ETL
Working with FlowETL¶
FlowETL manages the loading of CDR data into FlowDB. It is built on Apache Airflow, and a basic understanding of how to use Airflow will be very helpful in making the best use of FlowETL. We recommend you familiarise yourself with the Airflow tutorial, and key concepts before continuing. You should also have some familiarity with SQL.
To work with FlowETL, it may be helpful to install the flowetl module into your local Python environment. This is not a prerequisite, but can be helpful when writing pipelines.
Once your FlowETL deployment is running, you can monitor the progress of your ETL tasks using the web interface, and newly added or changed pipeline definitions will be automatically picked up.
Macros¶
To help you write the SQL you'll need to create your data pipeline, FlowETL supplies several macros, in additional to those provided by Airflow. These macros are filled in when a task is run.
Macro | Purpose | Example |
---|---|---|
{{ params.cdr_type }} |
The category of CDR data being loaded | "calls" |
{{ table_name }} |
The base name of the table from the date and cdr type | "mds_20200101" |
{{ etl_schema }} |
Name of the schema used for etl tables | "etl" |
{{ final_schema }} |
Schema under which the final table will be created | "events" |
{{ parent_table }} |
Supertable that the final table will inherit from | "calls" |
{{ extract_table_name }} |
Name of the table created to extract to | "extract_sms_20200101" |
{{ staging_table_name }} |
Name of the table or view created to extract from | "staging_sms_20200101" |
{{ final_table }} |
Schema qualified name of the final table | "events.mds_20200101" |
{{ extract_table }} |
Schema qualified name of the table to be extracted to | "etl.extract_mds_20200101" |
{{ staging_table }} |
Schema qualified name of the table to be extracted from | "etl.staging_mds_20200101" |
These macros are available when using the FlowETL operators and sensors.
Creating ETL pipelines¶
As with any Airflow-based system, you will need to create dag files to define your ETL pipelines. FlowETL provides a convenient helper function, create_dag
, which automates this for most common usage scenarios. To create a pipeline, you will need to create a new file in the directory which you have bind mounted to the FlowETL container's DAG directory. This file will specify one data pipeline - we recommend creating a separate data pipeline for each CDR variant you expect to encounter.

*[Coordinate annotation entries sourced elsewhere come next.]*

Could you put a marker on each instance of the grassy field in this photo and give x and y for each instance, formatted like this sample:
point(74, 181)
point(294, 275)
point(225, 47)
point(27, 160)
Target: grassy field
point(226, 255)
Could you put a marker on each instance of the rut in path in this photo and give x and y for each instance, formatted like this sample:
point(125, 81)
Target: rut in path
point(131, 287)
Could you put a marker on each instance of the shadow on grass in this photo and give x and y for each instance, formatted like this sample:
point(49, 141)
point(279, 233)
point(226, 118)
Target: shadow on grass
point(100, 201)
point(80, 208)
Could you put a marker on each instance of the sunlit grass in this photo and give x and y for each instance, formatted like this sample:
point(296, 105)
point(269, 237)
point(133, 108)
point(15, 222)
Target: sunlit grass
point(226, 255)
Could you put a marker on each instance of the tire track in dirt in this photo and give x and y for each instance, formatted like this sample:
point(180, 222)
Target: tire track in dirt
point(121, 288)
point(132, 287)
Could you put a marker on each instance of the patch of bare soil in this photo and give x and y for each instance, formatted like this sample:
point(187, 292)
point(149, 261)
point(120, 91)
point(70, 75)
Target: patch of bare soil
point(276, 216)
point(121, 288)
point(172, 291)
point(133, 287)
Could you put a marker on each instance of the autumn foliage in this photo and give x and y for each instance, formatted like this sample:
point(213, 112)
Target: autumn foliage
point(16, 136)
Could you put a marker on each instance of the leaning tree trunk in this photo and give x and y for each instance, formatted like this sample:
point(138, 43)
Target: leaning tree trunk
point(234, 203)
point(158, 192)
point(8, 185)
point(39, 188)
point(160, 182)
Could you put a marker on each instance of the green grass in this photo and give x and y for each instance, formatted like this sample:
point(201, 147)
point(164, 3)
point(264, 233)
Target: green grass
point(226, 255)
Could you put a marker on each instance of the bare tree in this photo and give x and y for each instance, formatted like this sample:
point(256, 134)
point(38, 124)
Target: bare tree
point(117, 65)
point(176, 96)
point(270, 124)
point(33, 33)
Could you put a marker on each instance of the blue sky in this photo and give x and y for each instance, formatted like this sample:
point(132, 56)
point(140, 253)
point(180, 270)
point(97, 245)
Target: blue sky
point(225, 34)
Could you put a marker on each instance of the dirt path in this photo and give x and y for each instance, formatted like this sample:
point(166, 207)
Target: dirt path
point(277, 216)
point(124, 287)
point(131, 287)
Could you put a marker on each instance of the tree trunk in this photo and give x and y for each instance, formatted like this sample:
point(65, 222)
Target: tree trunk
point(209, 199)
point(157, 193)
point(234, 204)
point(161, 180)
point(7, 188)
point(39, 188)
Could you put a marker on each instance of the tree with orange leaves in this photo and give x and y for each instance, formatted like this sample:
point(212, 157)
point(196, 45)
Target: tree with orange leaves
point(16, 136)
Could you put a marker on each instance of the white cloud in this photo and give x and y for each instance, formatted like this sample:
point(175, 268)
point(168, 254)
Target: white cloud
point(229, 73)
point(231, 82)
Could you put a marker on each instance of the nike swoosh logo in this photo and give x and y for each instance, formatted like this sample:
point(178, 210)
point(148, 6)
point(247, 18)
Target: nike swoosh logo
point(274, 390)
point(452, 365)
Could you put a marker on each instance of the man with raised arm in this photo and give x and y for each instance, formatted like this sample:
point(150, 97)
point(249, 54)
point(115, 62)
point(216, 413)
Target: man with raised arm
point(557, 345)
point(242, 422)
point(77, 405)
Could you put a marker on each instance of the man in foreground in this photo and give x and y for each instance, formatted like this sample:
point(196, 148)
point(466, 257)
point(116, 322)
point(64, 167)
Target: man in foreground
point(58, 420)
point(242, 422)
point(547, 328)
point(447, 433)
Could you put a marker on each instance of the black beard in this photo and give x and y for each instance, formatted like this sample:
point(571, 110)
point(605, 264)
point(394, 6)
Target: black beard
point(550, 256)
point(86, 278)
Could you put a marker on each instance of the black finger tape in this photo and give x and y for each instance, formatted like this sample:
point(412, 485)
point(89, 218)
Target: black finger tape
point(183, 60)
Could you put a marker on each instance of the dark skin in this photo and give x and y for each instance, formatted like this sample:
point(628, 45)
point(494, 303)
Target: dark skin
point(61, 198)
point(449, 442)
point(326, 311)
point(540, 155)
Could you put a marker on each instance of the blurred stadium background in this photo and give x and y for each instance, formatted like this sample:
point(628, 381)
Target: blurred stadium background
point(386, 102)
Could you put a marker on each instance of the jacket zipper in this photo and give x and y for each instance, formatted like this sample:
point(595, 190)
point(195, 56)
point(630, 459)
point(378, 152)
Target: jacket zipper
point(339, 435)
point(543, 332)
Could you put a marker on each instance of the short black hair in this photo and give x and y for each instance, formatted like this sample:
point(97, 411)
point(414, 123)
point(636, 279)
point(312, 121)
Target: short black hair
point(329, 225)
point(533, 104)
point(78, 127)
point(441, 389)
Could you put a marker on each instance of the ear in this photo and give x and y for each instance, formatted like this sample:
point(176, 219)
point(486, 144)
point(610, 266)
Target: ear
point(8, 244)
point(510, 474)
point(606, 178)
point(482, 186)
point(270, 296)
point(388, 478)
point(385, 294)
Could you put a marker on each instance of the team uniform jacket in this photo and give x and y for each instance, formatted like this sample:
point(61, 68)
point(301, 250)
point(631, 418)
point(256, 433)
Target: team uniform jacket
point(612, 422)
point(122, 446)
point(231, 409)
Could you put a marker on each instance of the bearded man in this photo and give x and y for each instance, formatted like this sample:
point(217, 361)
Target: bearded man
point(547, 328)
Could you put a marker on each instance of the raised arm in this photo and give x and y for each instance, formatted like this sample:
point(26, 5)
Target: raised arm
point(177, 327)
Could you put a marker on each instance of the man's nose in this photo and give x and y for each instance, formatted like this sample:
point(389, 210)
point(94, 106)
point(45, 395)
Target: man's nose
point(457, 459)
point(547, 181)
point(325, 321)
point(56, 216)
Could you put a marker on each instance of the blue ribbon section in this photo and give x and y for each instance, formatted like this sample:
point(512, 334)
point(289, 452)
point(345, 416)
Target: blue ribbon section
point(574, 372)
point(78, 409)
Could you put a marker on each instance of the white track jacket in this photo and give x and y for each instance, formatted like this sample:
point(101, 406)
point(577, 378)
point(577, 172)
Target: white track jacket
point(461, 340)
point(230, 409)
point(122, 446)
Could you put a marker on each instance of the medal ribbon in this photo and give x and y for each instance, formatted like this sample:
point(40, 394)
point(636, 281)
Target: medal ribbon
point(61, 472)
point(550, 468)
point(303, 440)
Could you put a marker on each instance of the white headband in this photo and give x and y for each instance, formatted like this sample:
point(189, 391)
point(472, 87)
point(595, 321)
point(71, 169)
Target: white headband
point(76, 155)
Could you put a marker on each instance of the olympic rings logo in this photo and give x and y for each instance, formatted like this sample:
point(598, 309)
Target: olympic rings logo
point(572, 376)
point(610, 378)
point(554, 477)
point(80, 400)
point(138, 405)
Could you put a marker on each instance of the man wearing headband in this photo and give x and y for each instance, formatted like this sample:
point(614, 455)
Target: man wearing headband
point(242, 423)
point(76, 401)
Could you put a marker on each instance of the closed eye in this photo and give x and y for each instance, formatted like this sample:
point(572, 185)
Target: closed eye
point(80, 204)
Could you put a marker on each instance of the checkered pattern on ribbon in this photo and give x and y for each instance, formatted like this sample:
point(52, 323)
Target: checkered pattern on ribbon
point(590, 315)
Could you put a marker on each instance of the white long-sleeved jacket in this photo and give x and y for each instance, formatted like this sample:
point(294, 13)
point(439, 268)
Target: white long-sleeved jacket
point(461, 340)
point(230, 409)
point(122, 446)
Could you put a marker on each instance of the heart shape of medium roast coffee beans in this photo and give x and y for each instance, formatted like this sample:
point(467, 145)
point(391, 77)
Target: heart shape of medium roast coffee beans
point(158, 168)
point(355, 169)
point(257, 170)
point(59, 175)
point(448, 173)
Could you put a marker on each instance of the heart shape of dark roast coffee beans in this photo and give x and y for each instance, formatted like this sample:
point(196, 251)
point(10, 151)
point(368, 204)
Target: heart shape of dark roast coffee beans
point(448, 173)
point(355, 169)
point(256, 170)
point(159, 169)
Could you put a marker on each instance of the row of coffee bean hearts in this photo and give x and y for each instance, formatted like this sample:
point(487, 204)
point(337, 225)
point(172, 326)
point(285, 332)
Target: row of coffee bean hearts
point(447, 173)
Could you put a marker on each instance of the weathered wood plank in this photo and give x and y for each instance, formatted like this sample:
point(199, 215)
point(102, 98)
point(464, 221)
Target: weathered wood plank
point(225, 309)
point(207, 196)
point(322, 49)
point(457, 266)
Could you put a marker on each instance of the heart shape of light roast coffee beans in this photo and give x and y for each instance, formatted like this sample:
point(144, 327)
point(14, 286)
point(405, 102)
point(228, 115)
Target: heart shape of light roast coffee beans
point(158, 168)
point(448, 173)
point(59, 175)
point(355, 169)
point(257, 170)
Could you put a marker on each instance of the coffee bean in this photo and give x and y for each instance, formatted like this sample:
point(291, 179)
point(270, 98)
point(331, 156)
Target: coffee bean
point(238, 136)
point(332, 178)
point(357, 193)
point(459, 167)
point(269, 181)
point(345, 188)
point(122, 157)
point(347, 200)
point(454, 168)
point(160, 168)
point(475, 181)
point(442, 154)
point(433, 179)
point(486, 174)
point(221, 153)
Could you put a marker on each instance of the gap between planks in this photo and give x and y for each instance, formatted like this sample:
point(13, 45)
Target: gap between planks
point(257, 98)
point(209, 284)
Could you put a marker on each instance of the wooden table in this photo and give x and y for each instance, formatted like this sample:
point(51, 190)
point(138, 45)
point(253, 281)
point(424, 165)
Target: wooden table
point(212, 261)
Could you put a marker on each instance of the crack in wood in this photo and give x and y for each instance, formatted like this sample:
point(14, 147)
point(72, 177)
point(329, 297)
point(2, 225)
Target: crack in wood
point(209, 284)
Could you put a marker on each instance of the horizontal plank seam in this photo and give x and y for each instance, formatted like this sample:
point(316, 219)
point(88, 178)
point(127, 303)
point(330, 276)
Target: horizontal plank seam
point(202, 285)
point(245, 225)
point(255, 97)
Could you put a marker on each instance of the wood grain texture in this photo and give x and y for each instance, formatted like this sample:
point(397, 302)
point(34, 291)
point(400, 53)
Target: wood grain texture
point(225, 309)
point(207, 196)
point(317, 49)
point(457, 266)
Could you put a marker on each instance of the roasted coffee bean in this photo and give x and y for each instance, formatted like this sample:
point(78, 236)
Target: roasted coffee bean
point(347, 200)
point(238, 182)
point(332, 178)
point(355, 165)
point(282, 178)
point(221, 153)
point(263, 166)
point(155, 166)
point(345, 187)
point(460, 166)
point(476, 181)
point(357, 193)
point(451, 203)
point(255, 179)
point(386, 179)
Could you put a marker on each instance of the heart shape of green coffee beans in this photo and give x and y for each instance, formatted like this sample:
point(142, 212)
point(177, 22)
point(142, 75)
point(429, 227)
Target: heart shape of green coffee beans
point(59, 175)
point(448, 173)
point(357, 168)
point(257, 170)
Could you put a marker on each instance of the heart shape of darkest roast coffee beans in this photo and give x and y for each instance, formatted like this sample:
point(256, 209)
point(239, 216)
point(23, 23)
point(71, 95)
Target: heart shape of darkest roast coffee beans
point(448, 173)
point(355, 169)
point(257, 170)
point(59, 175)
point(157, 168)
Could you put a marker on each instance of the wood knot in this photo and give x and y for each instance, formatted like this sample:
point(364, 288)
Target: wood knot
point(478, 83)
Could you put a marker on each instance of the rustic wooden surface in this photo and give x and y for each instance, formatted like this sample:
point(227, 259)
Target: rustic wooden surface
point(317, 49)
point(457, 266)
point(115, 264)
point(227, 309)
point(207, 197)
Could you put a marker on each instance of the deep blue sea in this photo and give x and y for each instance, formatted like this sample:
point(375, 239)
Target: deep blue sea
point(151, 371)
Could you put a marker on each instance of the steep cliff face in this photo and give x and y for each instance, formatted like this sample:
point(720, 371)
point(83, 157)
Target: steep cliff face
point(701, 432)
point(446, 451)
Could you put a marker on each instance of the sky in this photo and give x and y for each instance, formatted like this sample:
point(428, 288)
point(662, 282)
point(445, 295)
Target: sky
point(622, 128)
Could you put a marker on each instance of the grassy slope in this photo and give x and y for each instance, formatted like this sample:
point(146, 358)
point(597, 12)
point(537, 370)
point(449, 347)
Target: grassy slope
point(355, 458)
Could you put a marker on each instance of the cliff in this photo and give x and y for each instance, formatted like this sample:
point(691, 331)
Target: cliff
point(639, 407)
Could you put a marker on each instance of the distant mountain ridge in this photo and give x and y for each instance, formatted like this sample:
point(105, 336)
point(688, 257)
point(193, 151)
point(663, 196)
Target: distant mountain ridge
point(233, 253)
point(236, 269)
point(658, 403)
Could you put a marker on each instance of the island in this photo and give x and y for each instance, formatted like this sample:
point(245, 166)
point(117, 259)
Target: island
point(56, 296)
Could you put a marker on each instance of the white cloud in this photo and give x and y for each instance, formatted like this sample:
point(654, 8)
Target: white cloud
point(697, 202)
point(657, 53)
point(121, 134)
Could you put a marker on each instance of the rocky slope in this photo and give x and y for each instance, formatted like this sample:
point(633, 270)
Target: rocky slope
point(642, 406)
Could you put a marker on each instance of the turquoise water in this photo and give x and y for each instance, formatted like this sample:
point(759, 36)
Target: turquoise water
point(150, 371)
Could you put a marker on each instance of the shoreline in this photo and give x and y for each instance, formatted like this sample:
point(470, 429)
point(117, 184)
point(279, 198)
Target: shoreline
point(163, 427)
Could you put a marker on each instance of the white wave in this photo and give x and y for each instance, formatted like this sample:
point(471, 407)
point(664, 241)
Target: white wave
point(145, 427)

You can find some example pipelines in the FlowETL section of our GitHub repository.
Because data comes in many forms, you must specify in SQL a transformation from your source data to the correct FlowDB schema for the CDR data type. You will need to write this transformation in the form of a SELECT
statement, using the {{ staging_table }}
macro as the source table.
Warning
When specifing a transform, you may not have (or need) all the fields specified in the schema. Any fields which are not included still need to be specified in the transform.
Fields which are not being extracted from your source data should be specified as NULL::<field_type>
, and fields must be specified in your select statement in the order they are given in the tables below.
For example, a valid SQL extract statement for calls data with only the mandatory fields available:
SELECT uuid_generate_v4()::TEXT as id, TRUE as outgoing, event_time::TIMESTAMPTZ as datetime, NULL::NUMERIC as duration,
NULL::TEXT as network, msisdn::TEXT as msisdn, NULL::TEXT as msisdn_counterpart, NULL::TEXT as location_id, NULL::TEXT as imsi,
NULL::TEXT as imei, NULL::NUMERIC(8) as tac, NULL::NUMERIC as operator_code, NULL::NUMERIC as country_code
FROM {{ staging_table }}
Calls data¶
FlowDB uses a two-line format for calls data, similar to double entry bookkeeping. One row records information about the msisdn, location etc. of the calling party, and a second records the equivalent information for the receiver. If your data is supplied in one-line format, you will need to transform it to two-lines as part of the extract step.
The result of your extract SQL must conform to this schema:
Field | Type | Optional | Notes |
---|---|---|---|
id | TEXT | ✓ | ID which matches this call to the counterparty record if available |
outgoing | BOOLEAN | ✓ | True if this is the initiating record for the call |
datetime | TIMESTAMPTZ | ✗ | The time the call began (we recommend storing this in UTC) |
duration | NUMERIC | ✓ | The length of time in fractional minutes that call lasted |
network | TEXT | ✓ | The network this party was on |
msisdn | TEXT | ✗ | The (deidentified) MSISDN of this party's phone |
msisdn_counterpart | TEXT | ✓ | The (deidentified) MSISDN of the other party's phone |
location_id | TEXT | ✓ | The ID of the location, which should refer to a cell in infrastructure.cells |
imsi | TEXT | ✓ | The (deidentified) IMSI of this party's phone |
imei | TEXT | ✓ | The (deidentified) IMEI of this party's phone |
tac | NUMERIC(8) | ✓ | The TAC code of this party's handset |
operator_code | NUMERIC | ✓ | The numeric code of this party's operator |
country_code | NUMERIC | ✓ | The numeric code of this party's country |
SMS data¶
As with calls, FlowDB uses a two-line format for sms data. One row records information about the msisdn, location etc. of the sender , and a second records the equivalent information for any receivers.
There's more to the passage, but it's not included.